In a commentary published with the study results, María-Victoria Mateos, MD, PhD, and Verónica González-Calle, MD, PhD, of the University of Salamanca in Salamanca, Spain, pointed out that the findings are similar findings from a 2014 single-arm study from the Intergroupe Francophone du Myeloma.
So, what can be gleaned from this study?
“From the scientific point of view, this study supports that anti-CD38 monoclonal antibodies can be combined with dexamethasone. The lack of deleterious effect on the T cells and NK cells was confirmed in ancillary studies. However, it is also important to note that (i) this was not a phase 3 randomized trial powered to detect a difference between the 2 arms; (ii) there was no difference in overall survival between the arms; (iii) although safety profile seems to be comparable, the addition of dexamethasone resulted in more psychiatric and gastrointestinal adverse events with no reduction in the incidence of infusion-related reactions; and (iv) the quality of life of the patients has not been evaluated, and it is well known how some patients do not tolerate dexamethasone,” wrote Mateos and González-Calle.
The median age of participants was 68 years in the Isa arm and 66 years in the Isa-dex arm, and 53.2% and 47.3%, respectively, were women. Almost all patients in both groups were White (83.5% and 81.8%, respectively).
The median time to first response was about one month in both arms.
“More than 91% of patients had ≥1 treatment-emergent [adverse event] AE (TEAE). Any-grade TEAEs and grade 3 or higher TEAEs occurring in ≥5% of all patients… Grade 3 or higher TEAEs considered to be possibly drug-related occurred in 13.8% and 18.2% of patients in the Isa and Isa-dex arms, respectively. [Immune-related] IRs)] and hematologic abnormalities were the most common TEAEs. IRs were reported in 44 (40.4%) of 109 patients and 22 (40.0%) of 55 patients in the Isa and Isa-dex arms, respectively. Most reactions were grade 1 or 2… The addition of dexamethasone increased the incidence of any grade TEAEs in the System Organ Class psychiatric disorders (from 11.9% to 30.9%, driven by insomnia [Isa, 1.8%; Isa-dex, 25.5%]), and the System Organ Class gastrointestinal disorders. The gastrointestinal TEAEs most frequently reported in the Isa-dex arm were diarrhea (11 patients [20.0%], nausea (8 patients [14.5%]), and dyspepsia (4 patients [7.3%]),” they wrote.

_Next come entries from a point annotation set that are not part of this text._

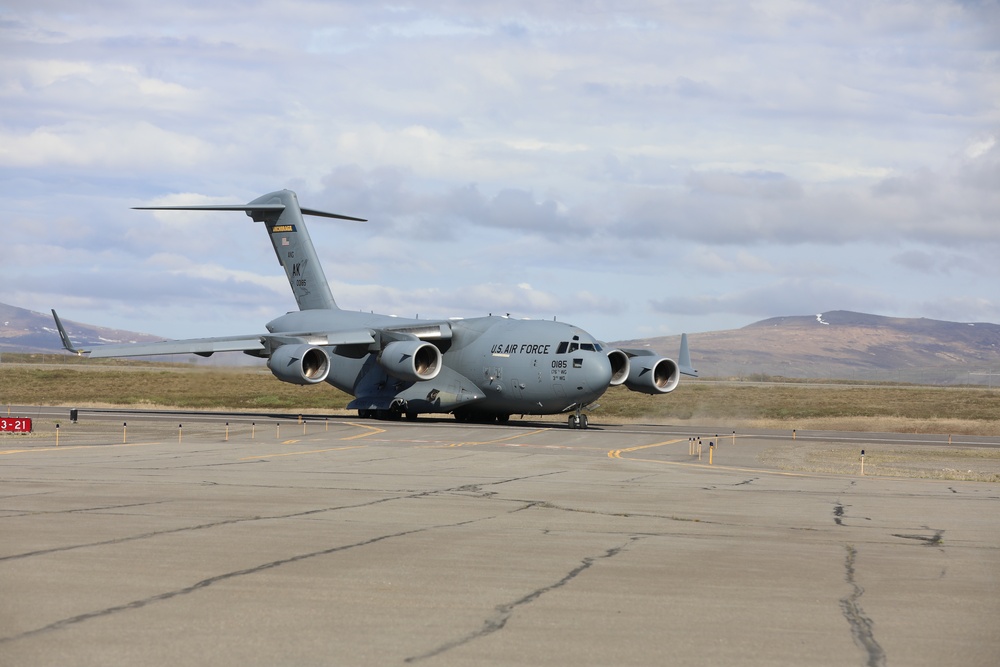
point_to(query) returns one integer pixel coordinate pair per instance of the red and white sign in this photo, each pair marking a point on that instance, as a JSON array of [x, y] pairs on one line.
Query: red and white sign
[[15, 424]]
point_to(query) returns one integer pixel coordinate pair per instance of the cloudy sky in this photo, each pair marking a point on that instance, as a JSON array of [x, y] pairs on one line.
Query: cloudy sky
[[636, 168]]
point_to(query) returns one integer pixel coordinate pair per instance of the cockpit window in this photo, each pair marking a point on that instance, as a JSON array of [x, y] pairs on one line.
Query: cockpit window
[[565, 347]]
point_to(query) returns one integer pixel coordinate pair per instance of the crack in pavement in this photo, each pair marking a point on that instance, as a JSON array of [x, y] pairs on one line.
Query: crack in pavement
[[862, 627], [502, 613], [932, 541], [229, 522], [210, 581]]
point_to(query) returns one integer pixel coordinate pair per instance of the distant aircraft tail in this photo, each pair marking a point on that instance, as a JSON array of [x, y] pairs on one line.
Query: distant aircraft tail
[[282, 216]]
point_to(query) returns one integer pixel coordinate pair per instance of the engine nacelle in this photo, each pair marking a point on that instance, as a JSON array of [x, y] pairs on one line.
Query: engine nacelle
[[299, 364], [652, 375], [619, 367], [410, 360]]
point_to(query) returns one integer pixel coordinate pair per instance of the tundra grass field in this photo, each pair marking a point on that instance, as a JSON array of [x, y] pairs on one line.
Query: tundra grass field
[[948, 411], [817, 405]]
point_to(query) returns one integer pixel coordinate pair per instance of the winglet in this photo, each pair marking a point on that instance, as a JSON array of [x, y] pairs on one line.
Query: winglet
[[67, 343], [684, 359]]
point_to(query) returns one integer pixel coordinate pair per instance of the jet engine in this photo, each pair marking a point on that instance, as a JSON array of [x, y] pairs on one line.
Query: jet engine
[[299, 364], [410, 360], [619, 367], [652, 375]]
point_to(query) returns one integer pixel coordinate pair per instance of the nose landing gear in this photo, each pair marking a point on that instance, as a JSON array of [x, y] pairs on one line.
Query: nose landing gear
[[578, 420]]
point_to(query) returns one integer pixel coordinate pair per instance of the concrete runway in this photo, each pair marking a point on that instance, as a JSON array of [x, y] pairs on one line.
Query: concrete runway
[[436, 543]]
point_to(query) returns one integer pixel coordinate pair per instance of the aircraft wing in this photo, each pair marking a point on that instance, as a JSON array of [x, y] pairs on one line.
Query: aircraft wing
[[253, 344]]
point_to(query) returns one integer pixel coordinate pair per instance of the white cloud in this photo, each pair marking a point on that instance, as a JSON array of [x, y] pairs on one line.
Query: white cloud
[[723, 162]]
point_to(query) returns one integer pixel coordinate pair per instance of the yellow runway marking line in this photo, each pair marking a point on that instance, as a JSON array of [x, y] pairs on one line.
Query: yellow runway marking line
[[311, 451], [373, 430], [473, 443], [617, 453], [762, 471]]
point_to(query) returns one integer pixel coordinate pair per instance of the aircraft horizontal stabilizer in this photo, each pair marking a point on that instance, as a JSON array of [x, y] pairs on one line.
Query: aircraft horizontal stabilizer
[[249, 209]]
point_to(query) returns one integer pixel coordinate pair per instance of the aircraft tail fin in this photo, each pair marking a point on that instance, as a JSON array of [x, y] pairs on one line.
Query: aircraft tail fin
[[282, 216], [684, 359]]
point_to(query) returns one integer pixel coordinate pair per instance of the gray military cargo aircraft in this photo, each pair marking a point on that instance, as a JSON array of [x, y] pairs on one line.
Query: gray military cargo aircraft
[[481, 369]]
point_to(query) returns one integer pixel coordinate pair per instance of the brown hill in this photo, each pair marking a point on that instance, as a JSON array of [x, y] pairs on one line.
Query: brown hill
[[835, 345], [845, 345]]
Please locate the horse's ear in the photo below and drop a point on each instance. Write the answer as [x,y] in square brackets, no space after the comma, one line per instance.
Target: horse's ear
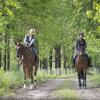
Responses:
[17,42]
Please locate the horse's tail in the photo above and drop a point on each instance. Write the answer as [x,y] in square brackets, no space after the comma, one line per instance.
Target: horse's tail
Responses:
[28,73]
[82,73]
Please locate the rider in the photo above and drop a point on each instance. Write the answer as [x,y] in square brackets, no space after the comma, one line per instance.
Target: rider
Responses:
[30,41]
[80,43]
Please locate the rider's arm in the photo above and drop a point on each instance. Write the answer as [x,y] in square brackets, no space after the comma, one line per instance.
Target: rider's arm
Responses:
[25,40]
[85,44]
[77,45]
[32,41]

The researchers did not detect any meaningful differences in isatuximab response in patients with the NK cell high-affinity FCGR3A 158V/V variant compared with patients with the low-affinity 158F/F or 158F/V variants. “Patients may benefit from isatuximab regardless of FCGR3A genotypes,” they added.
In acknowledging the failure of any patient to achieve a complete response, Dimopoulos et al pointed out that five patients in the combination therapy group and two in the monotherapy group did achieve “100% reduction in M protein,” and they hypothesized that “interference of therapeutic antibodies with immunofixation and serum protein electrophoresis assays used in response assessments may therefore lead to underestimation of CR and VGPR.”

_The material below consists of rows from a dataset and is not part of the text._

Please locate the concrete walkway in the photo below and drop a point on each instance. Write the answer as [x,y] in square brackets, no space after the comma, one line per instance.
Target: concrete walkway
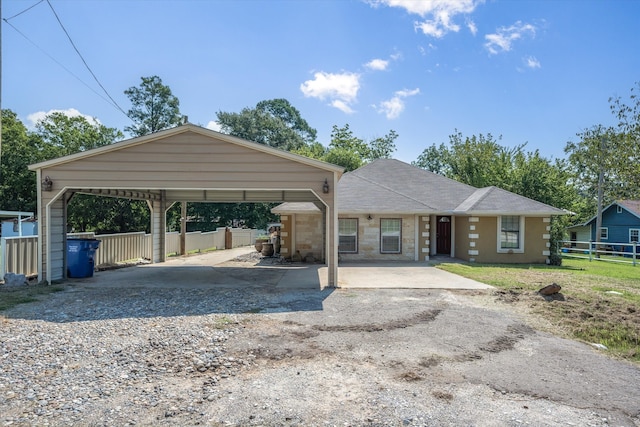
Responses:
[414,275]
[372,275]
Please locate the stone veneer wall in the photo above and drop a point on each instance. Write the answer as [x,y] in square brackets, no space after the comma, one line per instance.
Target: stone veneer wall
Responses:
[369,239]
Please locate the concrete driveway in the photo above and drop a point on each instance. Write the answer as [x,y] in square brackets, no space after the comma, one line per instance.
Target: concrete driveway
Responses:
[222,269]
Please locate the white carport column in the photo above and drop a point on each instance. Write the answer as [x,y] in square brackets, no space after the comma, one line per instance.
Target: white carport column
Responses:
[158,229]
[332,245]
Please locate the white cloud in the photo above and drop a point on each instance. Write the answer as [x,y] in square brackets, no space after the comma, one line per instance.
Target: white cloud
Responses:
[439,13]
[473,28]
[214,125]
[377,64]
[503,38]
[394,106]
[532,62]
[341,89]
[342,106]
[36,117]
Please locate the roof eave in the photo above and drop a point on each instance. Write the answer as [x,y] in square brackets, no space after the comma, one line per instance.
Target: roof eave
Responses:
[182,129]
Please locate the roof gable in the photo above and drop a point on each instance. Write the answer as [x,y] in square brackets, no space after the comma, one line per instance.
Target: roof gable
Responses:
[631,206]
[388,185]
[491,200]
[121,145]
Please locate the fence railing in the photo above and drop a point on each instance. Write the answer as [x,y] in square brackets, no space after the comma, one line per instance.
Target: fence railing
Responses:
[20,254]
[602,251]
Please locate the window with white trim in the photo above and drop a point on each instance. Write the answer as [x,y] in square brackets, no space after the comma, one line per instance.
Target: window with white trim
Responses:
[510,233]
[604,233]
[390,235]
[348,235]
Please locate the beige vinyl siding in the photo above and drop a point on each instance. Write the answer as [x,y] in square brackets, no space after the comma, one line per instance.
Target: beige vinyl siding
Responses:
[185,161]
[183,164]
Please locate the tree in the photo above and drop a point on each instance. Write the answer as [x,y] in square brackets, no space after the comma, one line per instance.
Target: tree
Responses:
[596,160]
[274,122]
[383,147]
[351,152]
[481,162]
[628,129]
[61,135]
[18,188]
[154,107]
[477,160]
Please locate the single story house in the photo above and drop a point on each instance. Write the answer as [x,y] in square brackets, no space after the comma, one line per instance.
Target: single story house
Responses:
[620,224]
[389,210]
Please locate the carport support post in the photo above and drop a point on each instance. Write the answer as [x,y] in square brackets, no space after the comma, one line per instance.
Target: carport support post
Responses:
[183,228]
[332,245]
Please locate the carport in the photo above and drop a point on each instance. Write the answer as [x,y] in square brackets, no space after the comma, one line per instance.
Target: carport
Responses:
[184,164]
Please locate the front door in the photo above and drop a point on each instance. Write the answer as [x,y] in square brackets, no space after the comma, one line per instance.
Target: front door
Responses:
[443,235]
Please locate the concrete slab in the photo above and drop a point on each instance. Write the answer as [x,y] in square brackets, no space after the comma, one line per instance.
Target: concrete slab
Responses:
[413,275]
[220,269]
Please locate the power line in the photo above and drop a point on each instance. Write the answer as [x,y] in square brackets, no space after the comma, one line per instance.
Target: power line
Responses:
[83,60]
[110,99]
[20,13]
[56,61]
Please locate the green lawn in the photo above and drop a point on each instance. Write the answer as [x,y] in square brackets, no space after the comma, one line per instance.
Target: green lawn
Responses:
[599,301]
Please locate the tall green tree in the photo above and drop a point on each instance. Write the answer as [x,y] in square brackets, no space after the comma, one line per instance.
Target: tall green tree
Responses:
[274,122]
[153,107]
[61,135]
[481,161]
[349,151]
[476,160]
[628,114]
[18,187]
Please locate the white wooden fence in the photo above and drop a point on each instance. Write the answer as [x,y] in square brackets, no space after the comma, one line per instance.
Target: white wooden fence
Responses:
[600,251]
[20,254]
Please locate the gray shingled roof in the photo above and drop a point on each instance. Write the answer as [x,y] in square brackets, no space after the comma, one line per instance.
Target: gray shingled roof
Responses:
[392,186]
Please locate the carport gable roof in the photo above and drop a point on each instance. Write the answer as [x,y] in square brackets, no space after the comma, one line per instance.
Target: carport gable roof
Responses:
[183,129]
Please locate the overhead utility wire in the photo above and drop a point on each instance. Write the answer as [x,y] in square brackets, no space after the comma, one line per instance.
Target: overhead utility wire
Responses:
[83,60]
[26,10]
[55,60]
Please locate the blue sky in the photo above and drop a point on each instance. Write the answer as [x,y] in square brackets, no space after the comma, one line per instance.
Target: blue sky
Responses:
[535,72]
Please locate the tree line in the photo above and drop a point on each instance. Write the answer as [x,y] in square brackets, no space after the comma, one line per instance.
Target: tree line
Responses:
[600,167]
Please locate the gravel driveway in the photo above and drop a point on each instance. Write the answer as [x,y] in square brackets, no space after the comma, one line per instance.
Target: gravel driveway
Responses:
[252,354]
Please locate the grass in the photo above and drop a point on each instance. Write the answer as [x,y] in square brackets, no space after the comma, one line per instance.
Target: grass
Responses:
[599,302]
[10,297]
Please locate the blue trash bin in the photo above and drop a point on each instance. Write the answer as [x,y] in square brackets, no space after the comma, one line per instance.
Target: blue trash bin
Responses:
[80,257]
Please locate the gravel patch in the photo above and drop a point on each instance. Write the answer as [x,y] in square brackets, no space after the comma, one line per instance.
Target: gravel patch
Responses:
[257,355]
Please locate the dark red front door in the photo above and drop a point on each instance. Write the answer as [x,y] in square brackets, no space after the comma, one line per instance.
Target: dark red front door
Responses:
[443,235]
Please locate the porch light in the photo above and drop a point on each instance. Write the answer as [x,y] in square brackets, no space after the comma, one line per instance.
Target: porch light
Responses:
[46,184]
[325,186]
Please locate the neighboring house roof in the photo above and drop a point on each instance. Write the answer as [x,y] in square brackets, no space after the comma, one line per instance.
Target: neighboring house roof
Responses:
[392,186]
[632,206]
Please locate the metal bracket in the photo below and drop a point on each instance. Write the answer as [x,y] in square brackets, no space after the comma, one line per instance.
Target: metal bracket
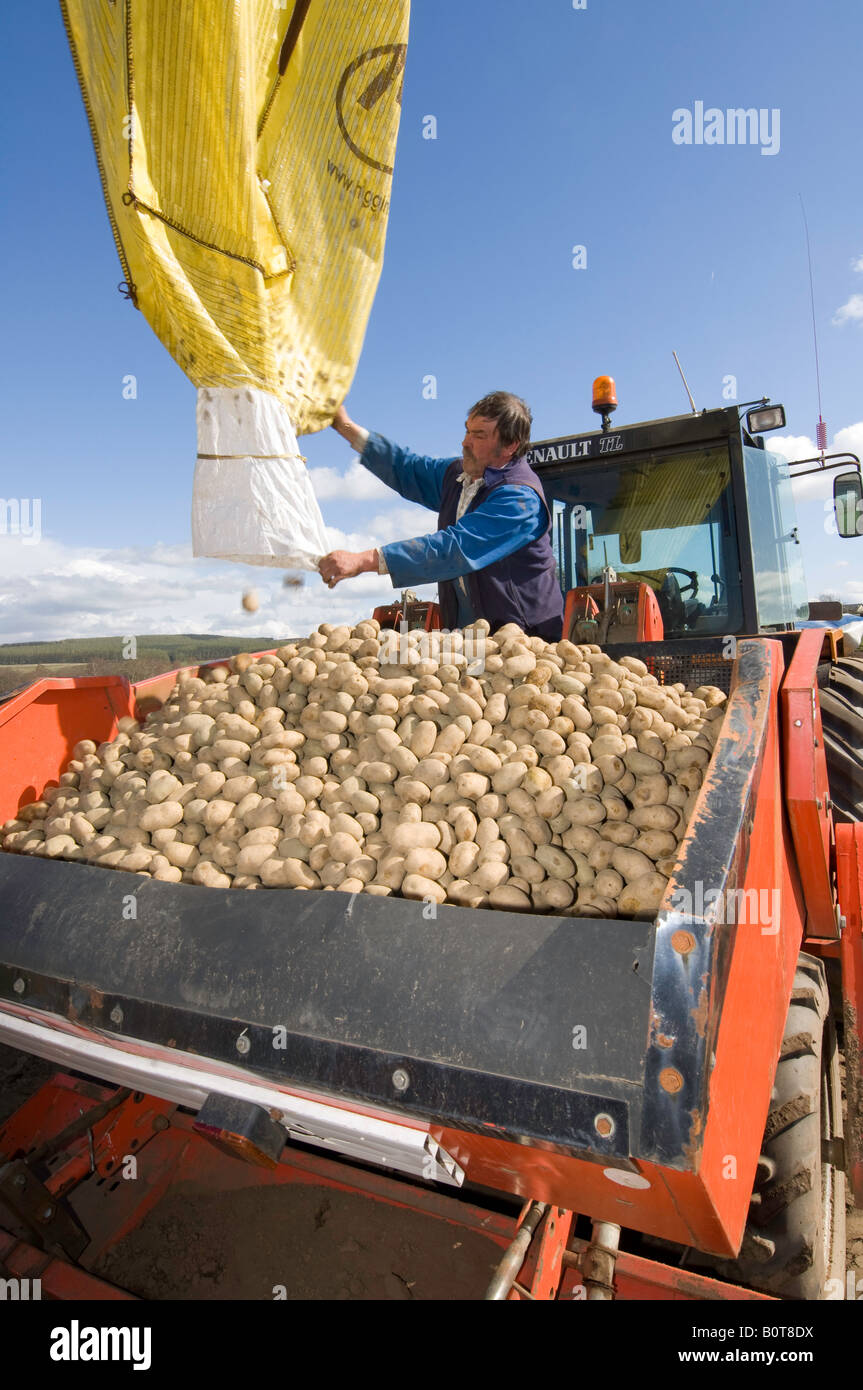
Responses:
[50,1222]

Finally, the commentary writers concluded that most clinically relevant take-home message is this: due to the demonstrated synergistic effect of the dexamethasone-isatuximab combo, moving forward, “all isatuximab-based combinations should include dexamethasone, as is the case already for pomalidomide or carfilzomib.”

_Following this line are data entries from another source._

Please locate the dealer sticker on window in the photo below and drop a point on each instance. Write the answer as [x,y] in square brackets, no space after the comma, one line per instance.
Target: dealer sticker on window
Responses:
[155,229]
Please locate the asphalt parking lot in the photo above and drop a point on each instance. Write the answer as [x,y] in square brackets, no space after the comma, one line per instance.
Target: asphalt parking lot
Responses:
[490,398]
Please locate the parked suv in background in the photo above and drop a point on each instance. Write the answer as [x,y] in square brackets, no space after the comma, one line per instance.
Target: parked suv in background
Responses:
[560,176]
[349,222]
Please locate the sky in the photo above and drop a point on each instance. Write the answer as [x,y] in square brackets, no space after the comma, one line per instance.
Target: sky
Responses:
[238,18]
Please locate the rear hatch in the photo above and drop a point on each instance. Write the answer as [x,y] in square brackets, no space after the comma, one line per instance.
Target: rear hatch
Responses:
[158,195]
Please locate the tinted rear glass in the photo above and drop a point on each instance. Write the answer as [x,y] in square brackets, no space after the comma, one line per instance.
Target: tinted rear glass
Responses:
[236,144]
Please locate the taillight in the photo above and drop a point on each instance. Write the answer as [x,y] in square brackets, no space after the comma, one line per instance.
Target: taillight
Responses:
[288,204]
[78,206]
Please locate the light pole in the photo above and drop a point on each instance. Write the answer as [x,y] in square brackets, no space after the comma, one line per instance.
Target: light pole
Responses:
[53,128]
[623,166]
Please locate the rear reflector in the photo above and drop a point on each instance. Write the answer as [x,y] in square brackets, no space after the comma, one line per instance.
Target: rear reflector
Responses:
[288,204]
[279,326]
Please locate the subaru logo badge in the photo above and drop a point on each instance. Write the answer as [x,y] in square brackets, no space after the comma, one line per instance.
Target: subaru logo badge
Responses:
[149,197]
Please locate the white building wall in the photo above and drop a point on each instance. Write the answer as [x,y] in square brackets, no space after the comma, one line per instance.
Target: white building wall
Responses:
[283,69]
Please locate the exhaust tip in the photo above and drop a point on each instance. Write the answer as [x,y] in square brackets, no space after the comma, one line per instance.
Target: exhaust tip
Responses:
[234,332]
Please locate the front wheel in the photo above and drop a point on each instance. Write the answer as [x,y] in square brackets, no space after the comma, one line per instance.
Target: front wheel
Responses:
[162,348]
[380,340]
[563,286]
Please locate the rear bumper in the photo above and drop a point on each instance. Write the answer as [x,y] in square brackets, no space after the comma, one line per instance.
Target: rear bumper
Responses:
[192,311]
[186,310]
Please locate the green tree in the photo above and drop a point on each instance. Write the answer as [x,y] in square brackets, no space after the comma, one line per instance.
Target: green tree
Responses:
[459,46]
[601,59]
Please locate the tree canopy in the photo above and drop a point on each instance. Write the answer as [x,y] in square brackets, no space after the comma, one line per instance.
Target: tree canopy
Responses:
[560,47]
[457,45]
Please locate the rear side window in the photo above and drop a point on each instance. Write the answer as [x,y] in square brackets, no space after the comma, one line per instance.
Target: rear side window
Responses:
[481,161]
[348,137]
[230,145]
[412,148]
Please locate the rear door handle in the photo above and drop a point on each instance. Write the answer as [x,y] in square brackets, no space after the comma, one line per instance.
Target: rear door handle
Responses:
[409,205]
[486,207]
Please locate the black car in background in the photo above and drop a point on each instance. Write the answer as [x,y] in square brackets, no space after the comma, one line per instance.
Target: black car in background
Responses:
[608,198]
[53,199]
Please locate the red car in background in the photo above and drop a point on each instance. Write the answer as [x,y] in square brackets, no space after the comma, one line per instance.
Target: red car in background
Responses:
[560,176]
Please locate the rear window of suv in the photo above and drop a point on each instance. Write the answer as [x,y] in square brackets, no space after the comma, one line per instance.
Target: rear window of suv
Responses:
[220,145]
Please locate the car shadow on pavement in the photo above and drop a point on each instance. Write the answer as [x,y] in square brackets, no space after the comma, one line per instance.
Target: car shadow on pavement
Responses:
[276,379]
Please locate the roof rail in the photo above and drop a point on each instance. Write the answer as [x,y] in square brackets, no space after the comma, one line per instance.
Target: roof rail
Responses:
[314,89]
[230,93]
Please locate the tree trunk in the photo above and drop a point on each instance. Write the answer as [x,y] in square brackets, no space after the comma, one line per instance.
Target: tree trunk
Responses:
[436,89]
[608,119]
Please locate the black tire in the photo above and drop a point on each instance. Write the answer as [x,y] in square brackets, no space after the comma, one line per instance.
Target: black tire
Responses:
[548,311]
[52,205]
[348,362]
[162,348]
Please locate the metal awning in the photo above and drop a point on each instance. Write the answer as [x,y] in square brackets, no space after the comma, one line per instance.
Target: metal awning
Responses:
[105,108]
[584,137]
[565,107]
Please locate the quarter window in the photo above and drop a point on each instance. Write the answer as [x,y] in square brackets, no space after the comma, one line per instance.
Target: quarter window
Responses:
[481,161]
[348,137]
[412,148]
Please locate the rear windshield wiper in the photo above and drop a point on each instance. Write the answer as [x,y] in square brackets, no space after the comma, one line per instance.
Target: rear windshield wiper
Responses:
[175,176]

Peggy Peck, Editor-in-Chief, BreakingMED™
The study was funded by Sanofi Genzyme.
Dimopoulos has received honoraria from Amgen, Bristol Myers Squibb, Celgene, Janssen, and Takeda.
Mateos has received honoraria derived from lectures and advisory boards from Janssen, BMS, Amgen, Takeda, GSK, Sanofi, Adaptive, Oncopeptides, Pfizer, Regeneron and Roche.
González-Calle declared no conflicts of interest.